The City of Sydney has released the final draft of its Urban Ecology Strategic Action Plan. Urban ecology is described as ‘the study of the relationship between living organisms and their environment in an urbanised context’. The City’s vision for the Plan ‘is to restore and conserve resilient urban ecosystems that support a diverse range of locally indigenous flora and fauna species, and in so doing to create a liveable City for all of its inhabitants’. (p4)

Glebe features significantly in the Plan. Our suburb holds a number of examples of remnant indigenous vegetation as well as planted and naturally regenerating plant communities. Most importantly, Glebe Foreshore Walk East to Orphan School Creek is nominated as one of the six high-priority sites identified to be given special attention for their biodiversity values.

Examples of indigenous vegetation in Glebe, either remnant or re-introduced, include: Sydney Turpentine Ironbark Forest species in Orphan School Creek and St John’s Anglican Church grounds; Coastal Saltmarsh along Johnstons Creek Canal and Rozelle Bay foreshore; possible remnant Eucalyptus botryoides in Lewis Hoad Reserve, and planted and naturally regenerating stands of Mangrove in Bicentennial Park and The Anchorage.

Elements of Coastal Sandstone Outcrop Complex at Lewis Hoad Reserve (image: Jan Macindoe)
Elements of Coastal Sandstone Outcrop Complex at Lewis Hoad Reserve (image: Jan Macindoe)

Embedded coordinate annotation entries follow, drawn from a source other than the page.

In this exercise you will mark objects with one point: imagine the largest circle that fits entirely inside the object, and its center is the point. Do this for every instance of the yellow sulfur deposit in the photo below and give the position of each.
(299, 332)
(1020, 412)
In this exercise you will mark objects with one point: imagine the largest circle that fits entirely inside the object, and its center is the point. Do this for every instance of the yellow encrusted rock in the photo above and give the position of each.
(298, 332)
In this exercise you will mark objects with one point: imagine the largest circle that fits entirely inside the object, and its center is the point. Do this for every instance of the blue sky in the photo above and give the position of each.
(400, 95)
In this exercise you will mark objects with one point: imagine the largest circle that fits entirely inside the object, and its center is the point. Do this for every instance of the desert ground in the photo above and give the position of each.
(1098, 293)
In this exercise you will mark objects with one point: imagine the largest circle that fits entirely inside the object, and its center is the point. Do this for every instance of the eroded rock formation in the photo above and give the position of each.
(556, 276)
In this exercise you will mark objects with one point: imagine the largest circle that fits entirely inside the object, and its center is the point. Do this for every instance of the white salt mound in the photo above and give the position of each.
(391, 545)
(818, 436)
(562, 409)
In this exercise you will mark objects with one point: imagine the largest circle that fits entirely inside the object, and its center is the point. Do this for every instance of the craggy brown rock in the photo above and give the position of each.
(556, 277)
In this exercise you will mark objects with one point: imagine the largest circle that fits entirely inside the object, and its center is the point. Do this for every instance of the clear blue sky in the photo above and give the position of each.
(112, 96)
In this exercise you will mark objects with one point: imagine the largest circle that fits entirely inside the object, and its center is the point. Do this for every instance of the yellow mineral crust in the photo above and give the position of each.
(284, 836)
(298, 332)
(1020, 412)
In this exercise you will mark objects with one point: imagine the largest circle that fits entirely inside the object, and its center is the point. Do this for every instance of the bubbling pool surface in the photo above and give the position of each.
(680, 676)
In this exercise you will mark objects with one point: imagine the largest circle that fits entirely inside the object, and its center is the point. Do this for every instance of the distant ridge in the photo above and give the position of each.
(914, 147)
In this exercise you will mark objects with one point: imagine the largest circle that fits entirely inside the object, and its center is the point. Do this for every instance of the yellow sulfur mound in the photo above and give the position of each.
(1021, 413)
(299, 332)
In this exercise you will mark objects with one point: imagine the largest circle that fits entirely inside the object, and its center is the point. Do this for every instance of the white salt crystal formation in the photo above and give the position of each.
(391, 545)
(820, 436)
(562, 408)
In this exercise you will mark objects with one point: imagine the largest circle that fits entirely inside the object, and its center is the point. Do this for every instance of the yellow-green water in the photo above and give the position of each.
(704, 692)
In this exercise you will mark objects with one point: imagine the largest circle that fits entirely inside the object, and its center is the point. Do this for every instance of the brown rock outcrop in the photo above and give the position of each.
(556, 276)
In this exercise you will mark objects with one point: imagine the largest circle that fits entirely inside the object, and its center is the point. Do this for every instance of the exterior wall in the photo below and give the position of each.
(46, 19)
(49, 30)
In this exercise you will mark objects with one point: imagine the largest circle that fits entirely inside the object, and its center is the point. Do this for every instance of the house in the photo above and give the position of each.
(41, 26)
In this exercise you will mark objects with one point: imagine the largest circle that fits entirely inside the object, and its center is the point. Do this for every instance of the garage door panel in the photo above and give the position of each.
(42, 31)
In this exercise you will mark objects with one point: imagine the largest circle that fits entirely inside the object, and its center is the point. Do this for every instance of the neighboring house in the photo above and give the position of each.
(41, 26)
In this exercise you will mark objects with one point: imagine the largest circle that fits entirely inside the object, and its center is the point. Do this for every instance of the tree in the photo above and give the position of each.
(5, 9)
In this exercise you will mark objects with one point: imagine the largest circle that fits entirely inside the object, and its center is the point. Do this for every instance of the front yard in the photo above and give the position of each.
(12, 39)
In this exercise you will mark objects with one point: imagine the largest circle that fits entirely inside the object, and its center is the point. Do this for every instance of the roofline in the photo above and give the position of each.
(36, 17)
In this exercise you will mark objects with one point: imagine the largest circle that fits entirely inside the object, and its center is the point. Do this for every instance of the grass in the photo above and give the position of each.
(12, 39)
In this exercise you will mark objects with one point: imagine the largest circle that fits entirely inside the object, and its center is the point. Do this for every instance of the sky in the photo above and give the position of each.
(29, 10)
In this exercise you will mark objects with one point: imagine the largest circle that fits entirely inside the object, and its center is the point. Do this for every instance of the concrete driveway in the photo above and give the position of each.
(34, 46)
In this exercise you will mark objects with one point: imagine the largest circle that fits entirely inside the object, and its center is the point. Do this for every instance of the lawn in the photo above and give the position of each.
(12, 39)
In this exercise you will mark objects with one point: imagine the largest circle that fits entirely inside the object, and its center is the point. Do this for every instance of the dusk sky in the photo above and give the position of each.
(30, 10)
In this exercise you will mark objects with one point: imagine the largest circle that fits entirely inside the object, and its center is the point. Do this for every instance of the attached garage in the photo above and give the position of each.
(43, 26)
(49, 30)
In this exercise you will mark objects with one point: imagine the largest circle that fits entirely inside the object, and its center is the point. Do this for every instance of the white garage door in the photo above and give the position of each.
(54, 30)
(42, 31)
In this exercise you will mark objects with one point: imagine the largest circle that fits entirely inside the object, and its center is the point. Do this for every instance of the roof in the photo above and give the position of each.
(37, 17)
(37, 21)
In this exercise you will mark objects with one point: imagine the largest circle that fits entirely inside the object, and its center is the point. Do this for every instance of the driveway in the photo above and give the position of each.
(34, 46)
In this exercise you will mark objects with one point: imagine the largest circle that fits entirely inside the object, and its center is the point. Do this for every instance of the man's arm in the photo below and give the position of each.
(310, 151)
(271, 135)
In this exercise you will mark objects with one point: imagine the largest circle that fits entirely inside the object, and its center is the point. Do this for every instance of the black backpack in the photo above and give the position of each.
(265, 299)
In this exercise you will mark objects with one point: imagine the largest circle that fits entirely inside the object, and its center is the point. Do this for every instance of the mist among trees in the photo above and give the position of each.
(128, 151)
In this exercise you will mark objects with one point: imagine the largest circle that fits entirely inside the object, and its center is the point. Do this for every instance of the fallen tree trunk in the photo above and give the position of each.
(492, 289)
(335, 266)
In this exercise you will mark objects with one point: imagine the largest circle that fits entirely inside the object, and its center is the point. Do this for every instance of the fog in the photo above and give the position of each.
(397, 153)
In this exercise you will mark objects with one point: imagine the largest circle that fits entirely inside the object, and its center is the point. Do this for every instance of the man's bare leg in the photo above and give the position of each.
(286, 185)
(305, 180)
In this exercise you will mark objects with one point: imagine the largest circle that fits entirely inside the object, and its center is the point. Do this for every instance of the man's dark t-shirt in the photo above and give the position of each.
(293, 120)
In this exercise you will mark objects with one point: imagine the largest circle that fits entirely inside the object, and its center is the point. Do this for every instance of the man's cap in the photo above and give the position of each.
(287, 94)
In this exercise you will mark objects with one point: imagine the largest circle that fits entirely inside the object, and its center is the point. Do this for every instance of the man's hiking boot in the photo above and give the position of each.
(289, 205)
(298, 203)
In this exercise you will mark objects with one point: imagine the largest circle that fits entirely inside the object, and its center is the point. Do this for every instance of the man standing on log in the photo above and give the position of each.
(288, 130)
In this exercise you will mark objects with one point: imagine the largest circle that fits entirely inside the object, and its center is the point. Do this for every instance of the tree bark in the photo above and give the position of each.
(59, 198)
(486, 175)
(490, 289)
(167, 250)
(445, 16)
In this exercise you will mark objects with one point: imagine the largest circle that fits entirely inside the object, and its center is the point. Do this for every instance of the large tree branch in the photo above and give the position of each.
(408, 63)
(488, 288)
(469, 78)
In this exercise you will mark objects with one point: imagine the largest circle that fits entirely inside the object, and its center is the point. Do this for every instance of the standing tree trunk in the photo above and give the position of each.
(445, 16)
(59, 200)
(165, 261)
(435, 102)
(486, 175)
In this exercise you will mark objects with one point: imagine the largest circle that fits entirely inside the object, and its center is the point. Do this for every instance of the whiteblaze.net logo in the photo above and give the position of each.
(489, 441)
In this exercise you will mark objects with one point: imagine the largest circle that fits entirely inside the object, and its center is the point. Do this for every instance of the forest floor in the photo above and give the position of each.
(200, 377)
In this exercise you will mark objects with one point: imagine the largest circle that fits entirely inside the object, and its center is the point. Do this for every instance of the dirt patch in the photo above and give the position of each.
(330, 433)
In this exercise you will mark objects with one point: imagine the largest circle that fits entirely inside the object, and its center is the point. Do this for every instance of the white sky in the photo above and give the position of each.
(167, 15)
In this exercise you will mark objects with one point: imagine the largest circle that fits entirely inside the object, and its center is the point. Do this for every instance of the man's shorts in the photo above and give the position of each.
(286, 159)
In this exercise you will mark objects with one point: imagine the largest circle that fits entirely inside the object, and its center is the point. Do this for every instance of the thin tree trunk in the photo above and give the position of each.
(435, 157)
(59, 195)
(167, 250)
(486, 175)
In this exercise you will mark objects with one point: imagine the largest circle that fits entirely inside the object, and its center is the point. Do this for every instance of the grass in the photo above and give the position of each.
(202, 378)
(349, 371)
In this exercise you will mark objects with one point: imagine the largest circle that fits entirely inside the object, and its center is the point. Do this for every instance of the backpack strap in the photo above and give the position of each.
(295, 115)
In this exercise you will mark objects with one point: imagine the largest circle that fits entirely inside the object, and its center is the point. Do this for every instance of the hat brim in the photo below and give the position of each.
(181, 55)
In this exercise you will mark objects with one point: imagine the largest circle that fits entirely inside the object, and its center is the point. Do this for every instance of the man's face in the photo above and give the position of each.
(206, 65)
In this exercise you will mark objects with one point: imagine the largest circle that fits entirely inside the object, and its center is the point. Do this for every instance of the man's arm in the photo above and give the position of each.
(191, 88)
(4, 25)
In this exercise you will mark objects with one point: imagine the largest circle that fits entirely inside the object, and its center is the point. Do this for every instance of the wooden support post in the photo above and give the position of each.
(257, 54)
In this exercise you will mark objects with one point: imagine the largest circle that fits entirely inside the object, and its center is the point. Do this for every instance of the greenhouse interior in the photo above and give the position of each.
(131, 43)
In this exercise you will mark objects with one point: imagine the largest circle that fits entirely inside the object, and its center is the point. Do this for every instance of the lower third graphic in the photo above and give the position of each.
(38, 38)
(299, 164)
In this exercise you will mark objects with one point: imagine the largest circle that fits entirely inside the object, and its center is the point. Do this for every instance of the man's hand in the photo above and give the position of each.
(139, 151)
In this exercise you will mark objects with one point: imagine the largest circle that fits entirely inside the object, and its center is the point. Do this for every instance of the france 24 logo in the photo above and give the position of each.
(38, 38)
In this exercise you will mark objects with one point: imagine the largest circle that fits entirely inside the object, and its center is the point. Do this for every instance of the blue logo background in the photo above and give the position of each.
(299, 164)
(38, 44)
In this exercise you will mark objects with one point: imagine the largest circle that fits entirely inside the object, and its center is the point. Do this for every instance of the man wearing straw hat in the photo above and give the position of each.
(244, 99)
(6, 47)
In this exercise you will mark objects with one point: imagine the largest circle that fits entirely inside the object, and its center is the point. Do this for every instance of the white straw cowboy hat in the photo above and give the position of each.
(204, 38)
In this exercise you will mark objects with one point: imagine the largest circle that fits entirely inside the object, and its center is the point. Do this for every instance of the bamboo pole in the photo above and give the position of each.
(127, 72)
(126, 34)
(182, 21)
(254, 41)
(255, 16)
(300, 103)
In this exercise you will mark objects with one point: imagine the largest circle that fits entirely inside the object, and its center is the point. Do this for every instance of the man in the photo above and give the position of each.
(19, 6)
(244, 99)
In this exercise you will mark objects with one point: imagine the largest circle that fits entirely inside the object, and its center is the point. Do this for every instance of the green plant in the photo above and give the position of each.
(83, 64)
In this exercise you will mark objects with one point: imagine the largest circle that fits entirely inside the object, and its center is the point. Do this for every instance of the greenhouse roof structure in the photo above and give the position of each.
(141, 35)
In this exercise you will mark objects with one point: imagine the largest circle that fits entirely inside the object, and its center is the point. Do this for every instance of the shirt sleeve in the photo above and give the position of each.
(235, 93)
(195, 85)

Glebe Foreshore Walk East to Orphan School Creek covers a number of pocket parks adjoining Johnstons Creek Canal – AV Henry Reserve, Minogue Crescent Reserve, Lewis Hoad Reserve, Canal Reserve, JV McMahon Reserve, Wigram Road Reserve and Spinder Reserve in Leichhardt LGA – as well as the major waterfront parks. This corridor is nominated as a high-priority site because it displays:

  • a relatively continuous area of open space from the Glebe Foreshore to Forest Lodge, a distance of 2.5 kilometres
  • remnant and re-introduced endangered species
  • very high flora species diversity as a result of bushland restoration works
  • diverse fauna habitat features
  • high potential to expand bush restoration works
  • the greatest potential to provide an almost continuous habitat corridor in the LGA
  • potential for naturalisation of Johnstons Creek Canal.


The contribution of the Glebe Bushcare Group to bush regeneration along this corridor is acknowledged in several places in the Plan, as is the work of the Blue Wren Group at Paddy Gray Reserve.

Ernest Pedersen Reserve, in Ferry Road, is also given as an example of a pocket park at which habitat planting and other habitat enhancements could be undertaken.

Actions and timeframe, stretching over the next 10 years, for the enhancement of the Glebe Foreshore – Orphan School Creek corridor cover such things as the establishment of representative patches of likely original vegetation communities, incorporating bush restoration and habitat enhancement principles into landscaping of new open space, and naturalisation of Johnstons Creek Canal (already approved as part of the Johnstons Creek Parkland Masterplan).